With a crowd in the single digits – we didn’t see a single book signed, or sold – it wasn’t hard to talk to McHenry, who enjoys talking to the media anyway. He gave us a rundown of his tour of America’s various Occupations: first, in “Hopeville” (a St. Louis homeless encampment which he regards as the predecessor to this year’s Occupy movement), later to Washington, D.C. (where his van nearly caught fire from oatmeal left on the portable stove), then to Boston (the occupation being held at the location of the first Food Not Bombs meal ever served in 1981), then to Poughkeepsie, N.Y., (“really tiny, but really positive”), down through Columbia, S.C., Charlottesville, Va., Norfolk, Va., and finally meandering to Occupy Orlando, which he regards as one of the “funnier ones.” “Of all the [occupations], it’s most libertarian,” he said. “The people that are the most organized seem to be more conservative than in other occupations.”

As a professional anarcho-activist, McHenry leads an alternately hardscrabble and comfortable life. Although he slept outside with the occupiers here in Orlando, he also spoke at an event hosted by Amnesty International at the University of Central Florida, for which he was compensated handsomely.“Honorariums have been around $500 this year, which is better than it has been,” he says. “Last year, I was really struggling to get $250 from clubs.”

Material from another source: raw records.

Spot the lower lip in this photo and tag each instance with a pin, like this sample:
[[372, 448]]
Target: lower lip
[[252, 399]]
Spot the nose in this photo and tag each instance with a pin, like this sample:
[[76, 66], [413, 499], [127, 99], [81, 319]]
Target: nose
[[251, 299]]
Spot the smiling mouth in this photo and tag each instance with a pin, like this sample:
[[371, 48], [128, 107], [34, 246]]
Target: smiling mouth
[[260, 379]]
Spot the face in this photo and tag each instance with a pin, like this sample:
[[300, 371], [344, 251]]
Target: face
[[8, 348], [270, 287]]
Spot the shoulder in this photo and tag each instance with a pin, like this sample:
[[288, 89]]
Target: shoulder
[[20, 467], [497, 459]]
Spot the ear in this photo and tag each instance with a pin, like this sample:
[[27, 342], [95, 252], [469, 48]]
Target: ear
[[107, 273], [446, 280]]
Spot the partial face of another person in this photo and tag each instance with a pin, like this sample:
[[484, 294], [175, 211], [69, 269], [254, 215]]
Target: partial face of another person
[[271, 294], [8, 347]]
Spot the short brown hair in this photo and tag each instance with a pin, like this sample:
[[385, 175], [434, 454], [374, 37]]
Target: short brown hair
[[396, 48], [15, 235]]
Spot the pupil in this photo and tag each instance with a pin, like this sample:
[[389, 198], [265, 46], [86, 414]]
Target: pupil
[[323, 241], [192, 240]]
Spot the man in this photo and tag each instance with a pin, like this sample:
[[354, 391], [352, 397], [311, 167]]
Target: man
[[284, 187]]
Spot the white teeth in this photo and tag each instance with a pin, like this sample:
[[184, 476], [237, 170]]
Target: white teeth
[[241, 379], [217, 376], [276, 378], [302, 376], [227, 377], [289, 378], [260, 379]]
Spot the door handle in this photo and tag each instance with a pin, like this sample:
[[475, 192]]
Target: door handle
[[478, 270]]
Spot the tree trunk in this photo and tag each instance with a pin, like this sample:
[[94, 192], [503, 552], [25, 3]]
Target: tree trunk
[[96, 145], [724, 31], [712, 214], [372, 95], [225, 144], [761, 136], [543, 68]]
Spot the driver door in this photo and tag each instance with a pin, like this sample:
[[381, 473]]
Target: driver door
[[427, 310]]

And now, an update from theOrlando professional sports world, where so much has happened – amid nothing happening! Let us explain. On the one hand, there is no actual sporting going on whatsoever. The Orlando City Soccer Club is in its off-season, Major League Baseball’s spring training is still months away (duh) and the Orlando Magic’s players, along with all others in the NBA, are still unable to extract themselves from a disagreement with team owners over how much cash in which they’ll get to swim.

Yet at the same time, there is plenty shaping the professional sports world outside of the courts, fields and Dwight Howard’s shoulders. Take Nov. 16, the day after the NBA Players Association announced that it would be disbanding and decertifying so that it could proceed with an antitrust suit. It was then that Mayor Buddy Dyer positioned himself as a rock of stability in a cold, barren world without overpaid basketball players: Along with the city’s Community Food & Outreach Center, he nobly offered to provide the families of arena workers unable to work due to the basketball contract debacle the meager crumbs that would normally come from their low-wage paychecks. “[It’s an] aggressive campaign … to help provide food for hungry families in Central Florida, rally community volunteers and help the thousands of families who are in need due to the NBA Lockout,” read the statement from the mayor’s office, bereft of any detail quantifying or qualifying the effort. What we did get out of it, however, was this advice to our homeless population: When a cop bothers you, tell them you’re sleeping outside because of the NBA lockout. Works like a charm!

Meanwhile, the Orlando Magic – a name that currently signifies everybody but the players, get used to it – announced on Nov. 16 that it had already done some volunteer teaching at a staggering 65 schools in Orange County. (We’re sure the students were thrilled to finally meet Magic V.P. of Community Relations/Government Affairs Linda Landman Gonzalez.) Like Dyer, the Magic wanted to clue us in to its civic-mindedness – the organization has performed nearly 30,000 hours of community service since its inception in July 2006, according to its own glowing estimates. How sweet of them! But wait, what’s this? “[The Magic Volunteer Program] is unique in that it allows employees to volunteer during work hours.” So is this community service or boredom? Sigh.

There was at least one piece of good news that came out of Orlando last Wednesday: we’ll be getting a hockey team! Sure, it’s not an NHL team – it’s part of the third-tier East Coast Hockey League – and sure, it’s the Solar Bears, a team we were glad to see die a decade ago simply because of the name and logo, but at least that giant electricity bill at the Amway Center won’t go to waste this fall. Oh, sorry, yes it will – the Solar Bears aren’t playing until 2012. Happy holidays!